Datum uitspraak: 6 september 2023

AFDELING
BESTUURSRECHTSPRAAK

Uitspraak op het hoger beroep van:

Vordense Auto- en Motorclub "De Graafschaprijders" (hierna: VAMC), gevestigd te Hengelo,

appellante,

tegen de uitspraak van de rechtbank Gelderland van 23 december 2020 in zaak nr. 18/1350 in het geding tussen:

VAMC

en

het college van burgemeester en wethouders van Bronckhorst.

Procesverloop

Bij besluit van 13 maart 2018 heeft het college geweigerd aan VAMC een omgevingsvergunning te verlenen voor het realiseren van een motorcrossbaan op het perceel Deldensebroekweg ongenummerd (kadastraal bekend Vorden, sectie N, nummer 300) in Vorden, gemeente Bronckhorst (hierna: het perceel).

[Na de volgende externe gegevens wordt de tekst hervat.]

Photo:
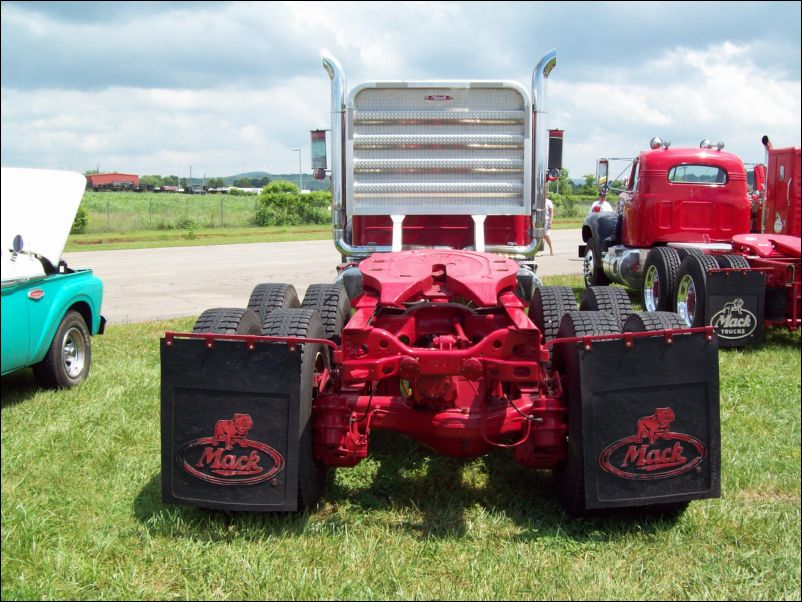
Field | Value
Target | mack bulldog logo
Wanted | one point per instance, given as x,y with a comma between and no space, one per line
654,452
216,460
733,321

Bij uitspraak van 23 december 2020 heeft de rechtbank het door VAMC daartegen ingestelde beroep ongegrond verklaard. Deze uitspraak is aangehecht.

Tegen deze uitspraak heeft VAMC hoger beroep ingesteld.

De raad van de gemeente Bronckhorst, [partij A] en [partij B]

en [partij C] hebben een schriftelijke uiteenzetting gegeven.

De Afdeling heeft de zaak gevoegd met zaak 202100764/1/R4 op zitting behandeld op 3 juli 2023, waar VAMC, vertegenwoordigd door mr. J. van Groningen, advocaat in Middelharnis, en [gemachtigde A] en [gemachtigde B], [gemachtigde C], bijgestaan door mr. J. van Groningen, het college, vertegenwoordigd door mr. V.A. Textor, advocaat in Arnhem, en D. Robbertsen, de raad, vertegenwoordigd via een videoverbinding door mr. E.T. de Jong, advocaat in Arnhem, en [partij A] en [partij B, zijn verschenen. Na de zitting zijn de zaken gesplitst.

Overwegingen

Inleiding

1.       VAMC gebruikte sinds 1962 tot circa 2012 zonder vergunning een motorcrossbaan aan de Deldensebroekweg in het buitengebied van Vorden. Voor de legalisatie en het gedeeltelijk verplaatsen van de motorcrossbaan van het bos naar het naastgelegen weiland heeft VAMC een aanvraag voor een omgevingsvergunning ingediend voor de activiteiten "bouwen van een bouwwerk", "uitvoeren van een werk", "gebruik in strijd met het bestemmingsplan" en "het oprichten, veranderen of veranderen van de werking of het in werking hebben van een inrichting", als bedoeld in artikel 2.1, eerste lid, aanhef en onder a, b, c en e, van de Wet algemene bepalingen omgevingsrecht. De aanvraag voorziet naast de motorcrossbaan zelf onder meer in een aarden geluidwal van 2,5 m hoog over een lengte van 112 m en een van 3 m hoog met daarop een scherm van 1 m hoog over een lengte van 90 m, beide met begroeiing van struiken en bomen. Het is de bedoeling dat de motorcrossbaan wordt gebruikt in de periode van maart tot en met oktober voor motorcrossactiviteiten op de zaterdagmiddag tussen 13.00 en 16.30 uur en op dinsdag tussen 17.00 en 19.00 uur.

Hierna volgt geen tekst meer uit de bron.